For a sanity check I also benchmarked the precompiled regex, the one that can't actually do the job. The scanner still won at every size, because strings.Index is SIMD-accelerated and allocates nothing, while even a warm MatchString carries per-call overhead. There was no input length where regex caught up. No crossover at all.

So does regex suck?

Not really.
The title is a little unfair, and I'll own that, I needed to catch your eye a bit :)

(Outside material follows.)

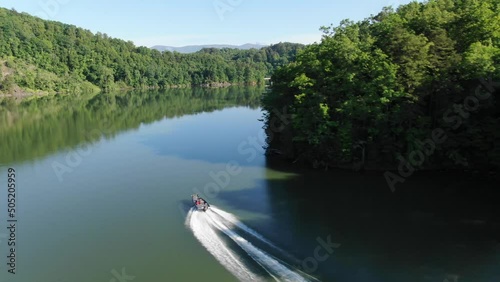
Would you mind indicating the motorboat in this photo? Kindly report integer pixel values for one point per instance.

Regex is the right tool sometimes, and a state machine I wrote by hand is often the thing that deserves to be deleted

What actually sucks is reaching for regex without noticing that your pattern isn't constant.
The cost of a regex is split in two: compiling it, and matching with it. Everyone remembers matching is fast.

People forget compiling is the expensive half, and that you only get to skip it when the pattern is fixed. Put a per-call variable in the pattern and you've moved the expensive half into your hot path without realizing it.

The benchmark earned its place, but not the way I thought it would. It didn't just tell me which option was faster. Forcing myself to write the genuinely equivalent regex is what revealed there was no equivalent precompiled regex in the first place. Making the comparison fair was where the real answer was hiding.

I kept the twenty lines and left the benchmark numbers in a comment on top, so the next person who thinks "this should just be a regex" can read the receipts instead of arguing with me about it. Which is exactly what past-me wanted when I filed the issue.

Measure the thing you'd actually ship. Not the thing that's easy to type into a benchmark.

This came out of issue #59 on postgresparser, a pure-Go PostgreSQL parser I work on. The full benchmark and verdict live in the issue.